Billy had no answer. This is not to say he didn’t know the answer. He knew perfectly well where he had found those tickets, and he also knew to whom they belonged. But while that was the truth, and it seemed to be correct in every way, it also seemed entirely like the wrong answer. So he said nothing. He stood there, mouth open, half naked, one leg inside a pair of oversized swimming trunks with someone else’s skid mark inside them. He felt vulnerable. His mind raced for a response that might satisfy this older boy who he had stolen from. He thought of many but settled on, “Um, they aren’t yours. They’re mine.”


It was the wrong answer. He knew it as soon as he said it. He knew it as he said it. He had even known it before he said it, but for some inexplicable reason his brain had said it anyway. His brother’s friend looked at him, then behind him at the stage, and then smiled. Why he smiled Billy couldn’t figure out. He was expecting anything but a smile from the boy, but then he turned to see where the boy was looking and rather quickly realized why he was smiling. He turned back just in time to see the boy’s foot shove him hard onto the stage.

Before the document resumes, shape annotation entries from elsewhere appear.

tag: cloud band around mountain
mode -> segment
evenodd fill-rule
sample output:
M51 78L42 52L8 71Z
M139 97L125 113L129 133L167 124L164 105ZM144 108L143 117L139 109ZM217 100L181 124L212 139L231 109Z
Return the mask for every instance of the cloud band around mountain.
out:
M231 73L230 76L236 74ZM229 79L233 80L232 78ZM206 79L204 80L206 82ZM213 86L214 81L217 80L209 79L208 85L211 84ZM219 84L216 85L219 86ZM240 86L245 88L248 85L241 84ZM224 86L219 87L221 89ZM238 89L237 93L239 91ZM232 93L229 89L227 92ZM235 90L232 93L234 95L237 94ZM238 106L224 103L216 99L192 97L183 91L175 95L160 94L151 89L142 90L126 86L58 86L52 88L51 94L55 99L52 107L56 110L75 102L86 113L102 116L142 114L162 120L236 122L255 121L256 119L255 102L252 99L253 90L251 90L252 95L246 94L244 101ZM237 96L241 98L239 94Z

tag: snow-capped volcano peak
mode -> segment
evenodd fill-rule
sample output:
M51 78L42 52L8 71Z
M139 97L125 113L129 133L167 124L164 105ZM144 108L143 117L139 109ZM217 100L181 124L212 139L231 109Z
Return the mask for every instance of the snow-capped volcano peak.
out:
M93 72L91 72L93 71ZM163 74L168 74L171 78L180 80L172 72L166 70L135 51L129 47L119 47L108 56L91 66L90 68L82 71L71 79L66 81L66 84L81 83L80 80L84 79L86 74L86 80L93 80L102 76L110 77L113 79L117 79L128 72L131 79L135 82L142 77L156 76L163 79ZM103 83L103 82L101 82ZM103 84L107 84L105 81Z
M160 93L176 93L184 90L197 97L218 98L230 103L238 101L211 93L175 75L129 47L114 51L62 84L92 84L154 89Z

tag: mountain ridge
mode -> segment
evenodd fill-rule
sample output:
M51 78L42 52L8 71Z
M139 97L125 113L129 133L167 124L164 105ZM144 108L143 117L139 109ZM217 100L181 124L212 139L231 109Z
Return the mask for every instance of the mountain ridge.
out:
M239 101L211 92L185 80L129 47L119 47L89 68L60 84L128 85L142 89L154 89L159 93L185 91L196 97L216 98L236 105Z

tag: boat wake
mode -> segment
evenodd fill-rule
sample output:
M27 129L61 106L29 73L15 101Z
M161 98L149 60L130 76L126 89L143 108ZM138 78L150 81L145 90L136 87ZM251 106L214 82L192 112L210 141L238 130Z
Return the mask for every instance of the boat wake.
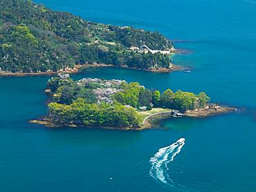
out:
M154 157L150 158L152 167L149 175L156 182L161 182L168 186L184 191L185 188L181 184L176 184L167 173L169 170L168 164L174 161L175 156L181 152L185 144L185 140L182 143L178 143L177 142L168 146L160 148Z

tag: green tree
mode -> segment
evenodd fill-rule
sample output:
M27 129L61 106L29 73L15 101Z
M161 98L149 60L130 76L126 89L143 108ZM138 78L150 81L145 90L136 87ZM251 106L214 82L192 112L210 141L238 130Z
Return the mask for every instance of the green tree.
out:
M198 98L199 99L199 106L201 108L205 108L209 103L210 98L204 92L201 92L198 95Z
M162 93L161 97L161 106L165 108L171 108L173 105L174 93L171 89L167 89Z
M152 92L147 88L140 89L138 95L138 106L147 106L148 109L150 109L152 104Z
M161 99L161 94L159 90L155 90L152 93L152 102L154 107L160 106Z

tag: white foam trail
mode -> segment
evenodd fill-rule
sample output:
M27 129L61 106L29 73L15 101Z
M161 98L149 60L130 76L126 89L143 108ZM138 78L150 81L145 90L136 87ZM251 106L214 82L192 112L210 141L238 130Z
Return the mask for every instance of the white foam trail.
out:
M174 182L170 178L167 173L169 170L167 165L170 162L174 161L175 156L181 152L184 144L185 142L180 145L175 142L168 146L160 148L154 157L150 158L152 164L149 171L150 175L156 181L161 181L167 185L175 186ZM169 181L171 183L168 182ZM179 184L176 185L182 186Z

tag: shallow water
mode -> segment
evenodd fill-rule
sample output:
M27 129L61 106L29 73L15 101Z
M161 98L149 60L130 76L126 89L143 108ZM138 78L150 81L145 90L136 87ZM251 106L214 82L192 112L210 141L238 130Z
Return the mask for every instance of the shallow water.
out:
M158 30L191 54L174 62L192 73L112 68L72 75L138 81L147 88L207 92L239 112L165 119L140 132L45 128L49 77L0 77L1 191L255 191L256 4L254 1L38 0L86 19ZM178 139L185 144L156 182L149 160ZM112 179L111 179L112 178ZM177 185L175 185L177 186Z

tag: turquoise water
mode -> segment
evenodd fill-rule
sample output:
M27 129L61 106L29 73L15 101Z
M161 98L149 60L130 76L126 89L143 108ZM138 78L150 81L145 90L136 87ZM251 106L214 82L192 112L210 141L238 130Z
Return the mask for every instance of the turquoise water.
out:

The next moment took exactly three point two seconds to unfold, however, in his mind Billy could have sworn that years went by as he contemplated a way to stop and undo the moments leading up to this one. Nothing occurred to him, and so his buttocks slammed against the stage floor, his back rolled with the flow, and he bounced upwards quickly, and landed on his feet on stage. Right beside his brother. On stage. In front of the entire town. On stage. Naked.


He stood there a moment, the crowd growing silent. He looked at his brother, and his brother stared back at him, shocked. He knew that he couldn’t pull his shorts up because he could see them a few feet away off stage, next to the boy who had pushed him. He looked out at the audience and wondered if they even noticed he was naked from so far away. Maybe they thought it was part of the show.

So he said his line. “Come on in! The water is great!”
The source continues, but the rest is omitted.